The results of the present study imply that there is a significant relationship between the single-leg hop distance and the clinical measurements of proprioception. Thus, impairment of the neuromuscular system seems to cause a shorter hopping length, which agrees with the previous findings of Borsa et al. [8]. As noted above, our results are not in agreement with those of Carter et al. [9] but they used a different method of estimating proprioception, i.e., reproduction of passive positioning using a visual analogue goniometer, whereas we used the threshold for detection of passive motion and the studies are thus difficult to compare. In our experience, the threshold for detecting passive motion is more sensitive and reproducible in detecting proprioceptive defects than passive or active reproduction [15–18, 29, 31].

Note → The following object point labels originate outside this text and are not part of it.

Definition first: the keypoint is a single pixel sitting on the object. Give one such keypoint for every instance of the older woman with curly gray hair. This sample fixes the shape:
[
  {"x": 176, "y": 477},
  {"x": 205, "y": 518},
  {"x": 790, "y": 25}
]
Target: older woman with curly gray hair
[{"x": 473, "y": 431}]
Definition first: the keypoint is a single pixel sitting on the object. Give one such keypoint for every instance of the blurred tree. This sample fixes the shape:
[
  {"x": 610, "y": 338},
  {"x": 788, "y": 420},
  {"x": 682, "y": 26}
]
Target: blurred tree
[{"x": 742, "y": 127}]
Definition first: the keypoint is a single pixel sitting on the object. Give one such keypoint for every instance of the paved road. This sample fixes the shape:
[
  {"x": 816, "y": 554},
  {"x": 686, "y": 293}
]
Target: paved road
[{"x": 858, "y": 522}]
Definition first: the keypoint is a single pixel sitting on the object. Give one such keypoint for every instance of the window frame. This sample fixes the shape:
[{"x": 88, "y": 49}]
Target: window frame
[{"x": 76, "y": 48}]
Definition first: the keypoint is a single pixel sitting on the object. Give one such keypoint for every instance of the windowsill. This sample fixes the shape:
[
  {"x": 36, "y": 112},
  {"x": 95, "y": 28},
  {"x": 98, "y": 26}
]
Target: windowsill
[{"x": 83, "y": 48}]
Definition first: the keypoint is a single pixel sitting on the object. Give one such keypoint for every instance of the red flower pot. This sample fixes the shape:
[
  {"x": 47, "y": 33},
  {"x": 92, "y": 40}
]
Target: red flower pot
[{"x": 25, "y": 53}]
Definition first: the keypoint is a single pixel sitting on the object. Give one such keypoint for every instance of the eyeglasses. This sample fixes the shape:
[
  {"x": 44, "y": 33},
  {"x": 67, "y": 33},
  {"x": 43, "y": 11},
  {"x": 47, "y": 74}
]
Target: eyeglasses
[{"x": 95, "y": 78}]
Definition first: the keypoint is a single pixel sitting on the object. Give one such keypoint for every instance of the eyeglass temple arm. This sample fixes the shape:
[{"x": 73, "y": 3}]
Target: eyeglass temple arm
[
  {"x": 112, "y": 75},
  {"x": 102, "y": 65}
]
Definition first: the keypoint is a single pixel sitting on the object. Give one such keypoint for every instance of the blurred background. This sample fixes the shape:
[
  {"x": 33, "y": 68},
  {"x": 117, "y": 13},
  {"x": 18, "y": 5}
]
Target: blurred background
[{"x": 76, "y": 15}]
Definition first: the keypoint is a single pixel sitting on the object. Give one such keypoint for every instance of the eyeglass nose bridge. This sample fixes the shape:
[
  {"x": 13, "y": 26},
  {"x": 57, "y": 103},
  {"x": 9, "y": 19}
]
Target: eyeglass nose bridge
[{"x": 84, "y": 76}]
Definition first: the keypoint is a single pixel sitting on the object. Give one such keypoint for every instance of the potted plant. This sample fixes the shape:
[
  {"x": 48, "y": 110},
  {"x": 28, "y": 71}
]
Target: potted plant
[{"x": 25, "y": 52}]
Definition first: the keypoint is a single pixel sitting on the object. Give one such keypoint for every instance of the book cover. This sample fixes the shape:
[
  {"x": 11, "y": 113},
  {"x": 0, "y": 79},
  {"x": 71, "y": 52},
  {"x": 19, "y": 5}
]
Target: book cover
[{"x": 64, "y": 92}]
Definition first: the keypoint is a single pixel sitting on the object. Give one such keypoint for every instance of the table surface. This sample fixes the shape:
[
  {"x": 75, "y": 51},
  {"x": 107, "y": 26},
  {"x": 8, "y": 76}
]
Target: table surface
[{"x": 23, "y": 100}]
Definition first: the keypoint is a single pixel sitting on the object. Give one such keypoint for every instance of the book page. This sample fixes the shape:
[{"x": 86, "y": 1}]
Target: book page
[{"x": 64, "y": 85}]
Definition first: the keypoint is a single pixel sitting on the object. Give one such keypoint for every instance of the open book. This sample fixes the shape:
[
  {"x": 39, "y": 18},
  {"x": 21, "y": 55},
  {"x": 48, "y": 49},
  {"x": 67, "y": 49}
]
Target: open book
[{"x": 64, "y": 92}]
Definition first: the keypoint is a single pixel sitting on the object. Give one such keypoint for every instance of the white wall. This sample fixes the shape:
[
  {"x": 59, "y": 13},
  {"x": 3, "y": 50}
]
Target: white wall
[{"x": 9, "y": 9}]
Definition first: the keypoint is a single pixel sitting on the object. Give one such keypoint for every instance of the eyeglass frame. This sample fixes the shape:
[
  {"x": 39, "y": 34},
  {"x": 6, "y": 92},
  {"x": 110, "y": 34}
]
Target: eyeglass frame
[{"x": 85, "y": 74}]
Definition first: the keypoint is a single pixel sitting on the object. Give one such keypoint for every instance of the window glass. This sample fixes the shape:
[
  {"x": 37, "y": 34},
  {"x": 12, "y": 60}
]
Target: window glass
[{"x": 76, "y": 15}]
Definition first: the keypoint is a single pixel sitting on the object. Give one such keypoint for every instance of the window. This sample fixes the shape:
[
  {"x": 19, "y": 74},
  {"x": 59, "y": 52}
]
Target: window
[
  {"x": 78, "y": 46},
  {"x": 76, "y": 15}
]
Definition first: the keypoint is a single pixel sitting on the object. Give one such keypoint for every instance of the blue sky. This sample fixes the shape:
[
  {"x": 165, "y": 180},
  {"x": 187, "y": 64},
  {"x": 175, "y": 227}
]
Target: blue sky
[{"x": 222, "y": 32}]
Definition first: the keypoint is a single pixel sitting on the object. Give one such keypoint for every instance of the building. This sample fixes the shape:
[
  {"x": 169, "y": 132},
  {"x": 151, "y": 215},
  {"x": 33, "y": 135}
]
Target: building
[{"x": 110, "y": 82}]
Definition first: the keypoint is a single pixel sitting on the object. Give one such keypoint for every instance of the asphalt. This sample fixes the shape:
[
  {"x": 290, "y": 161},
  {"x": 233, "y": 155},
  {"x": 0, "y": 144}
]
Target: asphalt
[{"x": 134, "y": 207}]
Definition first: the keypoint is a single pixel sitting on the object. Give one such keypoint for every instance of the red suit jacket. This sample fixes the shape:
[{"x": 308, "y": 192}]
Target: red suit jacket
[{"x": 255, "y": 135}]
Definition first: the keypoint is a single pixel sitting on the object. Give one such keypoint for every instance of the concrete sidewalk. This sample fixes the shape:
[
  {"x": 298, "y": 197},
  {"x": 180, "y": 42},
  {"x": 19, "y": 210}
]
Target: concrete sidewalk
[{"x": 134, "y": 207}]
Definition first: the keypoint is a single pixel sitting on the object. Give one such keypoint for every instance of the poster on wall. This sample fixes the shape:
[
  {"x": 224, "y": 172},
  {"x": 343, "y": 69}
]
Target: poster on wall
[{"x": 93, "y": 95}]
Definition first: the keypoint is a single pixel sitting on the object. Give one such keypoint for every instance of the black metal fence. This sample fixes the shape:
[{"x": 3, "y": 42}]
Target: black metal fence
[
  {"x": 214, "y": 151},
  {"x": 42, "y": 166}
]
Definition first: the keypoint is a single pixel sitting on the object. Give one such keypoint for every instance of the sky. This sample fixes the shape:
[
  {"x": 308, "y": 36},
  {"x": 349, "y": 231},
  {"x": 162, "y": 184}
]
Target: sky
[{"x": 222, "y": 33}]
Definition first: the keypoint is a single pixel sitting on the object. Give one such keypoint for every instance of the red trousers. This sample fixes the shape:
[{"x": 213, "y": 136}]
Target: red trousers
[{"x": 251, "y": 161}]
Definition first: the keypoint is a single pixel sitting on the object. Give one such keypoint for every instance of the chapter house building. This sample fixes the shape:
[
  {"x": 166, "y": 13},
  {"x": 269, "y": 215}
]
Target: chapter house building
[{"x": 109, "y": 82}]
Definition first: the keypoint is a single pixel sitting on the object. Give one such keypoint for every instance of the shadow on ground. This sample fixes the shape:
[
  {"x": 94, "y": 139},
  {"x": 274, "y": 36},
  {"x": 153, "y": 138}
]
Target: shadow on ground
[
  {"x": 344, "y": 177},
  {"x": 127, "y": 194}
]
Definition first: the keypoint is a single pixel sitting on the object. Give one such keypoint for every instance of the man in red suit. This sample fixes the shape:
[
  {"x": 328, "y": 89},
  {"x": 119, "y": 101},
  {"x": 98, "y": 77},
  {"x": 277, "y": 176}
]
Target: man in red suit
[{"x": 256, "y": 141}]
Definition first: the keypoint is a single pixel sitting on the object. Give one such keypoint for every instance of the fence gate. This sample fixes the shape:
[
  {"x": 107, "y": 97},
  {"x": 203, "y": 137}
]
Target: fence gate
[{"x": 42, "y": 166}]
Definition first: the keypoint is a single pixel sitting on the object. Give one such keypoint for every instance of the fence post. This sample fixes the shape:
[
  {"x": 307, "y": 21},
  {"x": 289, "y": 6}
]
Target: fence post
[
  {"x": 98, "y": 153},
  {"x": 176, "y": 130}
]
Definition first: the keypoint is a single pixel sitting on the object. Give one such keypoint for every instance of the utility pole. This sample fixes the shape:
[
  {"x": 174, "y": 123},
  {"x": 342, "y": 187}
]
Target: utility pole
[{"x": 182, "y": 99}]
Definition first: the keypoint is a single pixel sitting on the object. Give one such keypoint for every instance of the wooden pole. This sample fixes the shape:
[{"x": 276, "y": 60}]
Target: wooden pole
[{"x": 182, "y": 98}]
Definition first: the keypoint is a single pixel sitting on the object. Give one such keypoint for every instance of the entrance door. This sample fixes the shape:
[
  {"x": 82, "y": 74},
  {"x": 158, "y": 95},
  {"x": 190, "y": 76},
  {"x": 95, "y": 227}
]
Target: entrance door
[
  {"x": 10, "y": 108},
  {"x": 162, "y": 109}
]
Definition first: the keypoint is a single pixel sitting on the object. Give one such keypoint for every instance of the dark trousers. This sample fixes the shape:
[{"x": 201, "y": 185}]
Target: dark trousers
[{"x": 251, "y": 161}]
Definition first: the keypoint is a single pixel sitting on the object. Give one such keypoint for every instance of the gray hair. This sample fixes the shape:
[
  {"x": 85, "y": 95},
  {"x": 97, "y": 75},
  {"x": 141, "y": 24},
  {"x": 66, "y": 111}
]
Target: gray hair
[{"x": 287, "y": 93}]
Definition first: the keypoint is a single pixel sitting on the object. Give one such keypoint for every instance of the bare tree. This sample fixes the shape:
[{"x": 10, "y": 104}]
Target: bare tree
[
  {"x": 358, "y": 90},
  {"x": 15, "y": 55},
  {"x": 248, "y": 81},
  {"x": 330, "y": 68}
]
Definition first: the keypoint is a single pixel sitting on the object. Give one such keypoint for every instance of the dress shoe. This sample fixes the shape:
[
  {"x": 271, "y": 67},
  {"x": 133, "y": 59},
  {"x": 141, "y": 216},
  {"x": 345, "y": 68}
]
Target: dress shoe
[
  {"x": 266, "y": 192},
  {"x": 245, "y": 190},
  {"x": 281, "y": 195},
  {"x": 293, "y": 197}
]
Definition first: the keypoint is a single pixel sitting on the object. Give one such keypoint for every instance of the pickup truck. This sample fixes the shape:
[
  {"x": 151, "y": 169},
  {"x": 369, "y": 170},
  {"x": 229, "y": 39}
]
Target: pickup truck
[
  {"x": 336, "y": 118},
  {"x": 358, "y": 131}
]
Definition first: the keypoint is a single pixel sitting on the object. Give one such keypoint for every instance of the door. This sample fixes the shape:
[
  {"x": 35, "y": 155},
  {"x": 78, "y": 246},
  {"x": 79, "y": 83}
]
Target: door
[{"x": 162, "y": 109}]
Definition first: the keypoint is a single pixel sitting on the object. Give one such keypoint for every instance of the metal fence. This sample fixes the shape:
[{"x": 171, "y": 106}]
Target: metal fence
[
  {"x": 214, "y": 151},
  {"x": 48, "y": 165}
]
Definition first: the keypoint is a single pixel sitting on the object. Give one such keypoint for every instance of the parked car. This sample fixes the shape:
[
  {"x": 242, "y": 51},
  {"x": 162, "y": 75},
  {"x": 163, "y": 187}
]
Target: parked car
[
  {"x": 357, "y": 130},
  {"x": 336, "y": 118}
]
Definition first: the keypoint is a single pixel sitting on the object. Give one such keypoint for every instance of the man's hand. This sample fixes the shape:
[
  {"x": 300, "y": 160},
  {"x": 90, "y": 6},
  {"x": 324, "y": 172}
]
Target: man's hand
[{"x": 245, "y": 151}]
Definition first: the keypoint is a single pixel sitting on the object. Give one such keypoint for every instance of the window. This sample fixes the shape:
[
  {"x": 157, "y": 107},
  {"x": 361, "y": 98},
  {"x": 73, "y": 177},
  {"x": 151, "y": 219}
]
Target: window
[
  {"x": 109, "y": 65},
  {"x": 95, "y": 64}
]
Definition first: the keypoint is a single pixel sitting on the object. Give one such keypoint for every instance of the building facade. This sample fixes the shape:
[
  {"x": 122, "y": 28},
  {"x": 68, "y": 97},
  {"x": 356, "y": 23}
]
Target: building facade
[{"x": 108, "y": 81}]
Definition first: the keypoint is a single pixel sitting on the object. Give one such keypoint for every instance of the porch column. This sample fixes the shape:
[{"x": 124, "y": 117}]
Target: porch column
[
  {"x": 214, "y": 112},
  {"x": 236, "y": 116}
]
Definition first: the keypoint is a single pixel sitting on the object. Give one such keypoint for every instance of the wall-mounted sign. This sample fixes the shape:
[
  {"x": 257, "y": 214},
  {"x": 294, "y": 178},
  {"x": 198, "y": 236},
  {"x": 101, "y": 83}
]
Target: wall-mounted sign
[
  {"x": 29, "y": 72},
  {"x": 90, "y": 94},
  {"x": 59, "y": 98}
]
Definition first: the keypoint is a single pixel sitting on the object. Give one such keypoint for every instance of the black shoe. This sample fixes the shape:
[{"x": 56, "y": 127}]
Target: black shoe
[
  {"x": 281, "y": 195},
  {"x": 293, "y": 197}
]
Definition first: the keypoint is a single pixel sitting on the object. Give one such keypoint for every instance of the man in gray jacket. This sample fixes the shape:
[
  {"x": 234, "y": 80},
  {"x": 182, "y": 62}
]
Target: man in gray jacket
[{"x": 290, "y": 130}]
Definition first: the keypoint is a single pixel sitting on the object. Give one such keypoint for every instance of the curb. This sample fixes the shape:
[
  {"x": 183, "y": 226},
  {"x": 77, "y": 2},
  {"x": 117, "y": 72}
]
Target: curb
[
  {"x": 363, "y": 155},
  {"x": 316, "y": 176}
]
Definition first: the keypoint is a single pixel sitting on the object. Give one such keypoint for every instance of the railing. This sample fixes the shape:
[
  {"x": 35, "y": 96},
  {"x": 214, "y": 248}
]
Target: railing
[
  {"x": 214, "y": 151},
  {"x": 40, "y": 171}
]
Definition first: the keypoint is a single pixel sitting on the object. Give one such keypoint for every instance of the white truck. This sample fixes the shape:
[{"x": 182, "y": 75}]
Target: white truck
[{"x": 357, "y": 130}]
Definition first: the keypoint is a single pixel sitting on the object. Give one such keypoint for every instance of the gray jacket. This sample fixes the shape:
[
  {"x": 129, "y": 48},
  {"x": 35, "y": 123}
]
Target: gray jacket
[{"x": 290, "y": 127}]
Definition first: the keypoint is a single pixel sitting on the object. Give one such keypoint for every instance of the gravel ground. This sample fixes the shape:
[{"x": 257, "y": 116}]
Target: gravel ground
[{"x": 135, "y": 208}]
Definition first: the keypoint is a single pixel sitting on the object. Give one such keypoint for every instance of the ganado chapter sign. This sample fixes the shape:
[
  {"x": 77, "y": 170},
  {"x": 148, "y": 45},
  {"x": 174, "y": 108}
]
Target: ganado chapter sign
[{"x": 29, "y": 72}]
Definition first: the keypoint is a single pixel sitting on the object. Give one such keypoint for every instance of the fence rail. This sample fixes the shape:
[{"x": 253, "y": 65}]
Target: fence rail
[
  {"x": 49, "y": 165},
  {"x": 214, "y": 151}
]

In a previous study by Eastlack et al. [11] poor correlation between hop length and laxity, anterior laxity at maximum manual force measured by KT-2000 arthrometer, in ACL-deficient patients was found, and non-symptomatic patients did not seem to differ from symptomatic patients in regard to the laxity increase. Neither in a recent study by Pollet, any significant correlation was seen between anterior laxity, side-to-side difference measured by Rolimeter, and functional hop tests among patients treated surgically or conservatively for their previous ACL injury [28]. In the present study, increased side-to-side sagital amplitude significantly predicted both shorter hop length and poorer subjective function. In this study, we also assessed proprioceptive capability, which was included in the regression model as a factor of importance for extremity function. It is possible that this explain the difference compared to the study by Eastlack et al. [11], who also used a regression model but without proprioception and the study by Pollet et al. [28] who used correlation analysis without proprioceptive variables.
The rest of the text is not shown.